Council members overwhelmingly voted last week to cut funds for police training, overtime and to eliminate dozens of vacant positions within the Seattle Police Department after months of contentious talks. The reductions fall short of the 50% local activists demanded amid nationwide protests against police brutality and racial injustice.
The council also decided to transfer parking enforcement officers, mental-health workers and 911 dispatchers out of the police department.
“I believe we are laying the groundwork to make systemic and lasting changes to policing,” Durkan said in a statement last week. “We have rightly put forward a plan that seeks to ensure SPD has enough officers to meet 911 response and investigative needs throughout the city, while acknowledging and addressing the disproportionate impacts policing has had on communities of color, particularly Black communities.
“I applaud the City Council for taking a more deliberate and measured approach to the 2021 Seattle Police Department budget than occurred this summer which led to the resignation of former SPD Chief Carmen Best,” Durkan said in a written statement issued by her office.”
The budget also directs the city to invest up to $100 million for projects in communities of color and the hiring of 100 police recruits next year.
Durkan’s office did not immediately respond to a Fox News request for comment.
The new budget comes as the city marked its fifty-fifth murder of the year Monday with the fatal shooting of a man in the North Beacon Hill neighborhood.

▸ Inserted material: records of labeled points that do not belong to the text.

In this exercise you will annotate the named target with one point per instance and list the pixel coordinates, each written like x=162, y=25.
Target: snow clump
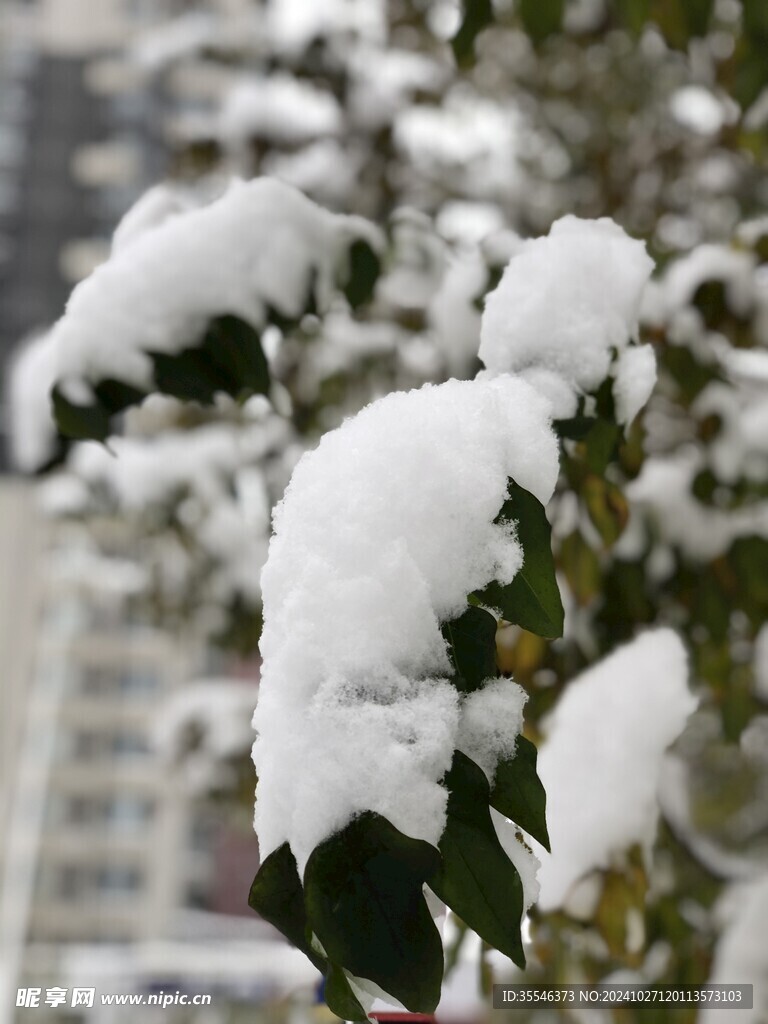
x=566, y=304
x=260, y=245
x=383, y=531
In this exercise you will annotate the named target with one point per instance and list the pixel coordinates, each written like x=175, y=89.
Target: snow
x=741, y=952
x=663, y=494
x=261, y=244
x=175, y=40
x=676, y=289
x=383, y=531
x=695, y=108
x=281, y=109
x=491, y=721
x=468, y=136
x=634, y=379
x=383, y=81
x=527, y=864
x=564, y=303
x=151, y=210
x=601, y=759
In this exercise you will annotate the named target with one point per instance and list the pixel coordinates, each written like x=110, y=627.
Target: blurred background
x=129, y=600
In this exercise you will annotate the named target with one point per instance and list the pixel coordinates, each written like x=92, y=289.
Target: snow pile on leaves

Another man was also shot in the same incident but survived.
Like other big cities, Seattle is seeing a sharp rise in violent crime. The city recorded 28 homicide victims last year and 32 in 2018, according to police figures. Going back to 2008, the last year of data available, murders never topped 30 prior to 2018.
Burglaries are also up. This year, the police department has reported 8,418 burglary incidents, compared to 7,634 in 2019.
Calls to cut police funding intensified in June after the killing of George Floyd while in Minneapolis police custody. That same month, demonstrators occupied several blocks in the city’s Capital Hill neighborhood, dubbing it the Capitol Hill Organized Protest Area or CHOP.
Incidents inside the zone included a fatal shooting, vandalism and other forms of violence that angered nearby residents and business owners.
Police Chief Carmen Best stepped down in August after disagreements with city leaders over the potential slashing of police budgets and proposals to cut around 100 officers.
“I believe 100% that they were putting me in a position destined to fail. Cutting a police department that already had low staffing numbers, that was already struggling to keep up with the demand,” Best told NPR after she stepped down. “How are we going to provide for adequate public safety in that environment?”
Mike Solan, president of the Seattle Police Officer Guild, said crime would only get worse if the city continues to hamper the police force.
“Clearly this is the result of the city council conducting activism via their governance, listening to the loud socialist mob that is calling for more reform, taking away budgeted money from public safety, which to me is unfortunate because regardless of your politics, we know that Seattle is very progressive,” Solan told Fox News’ “Outnumbered Overtime” last week.
Solan did not respond to inquiries from Fox News on Monday.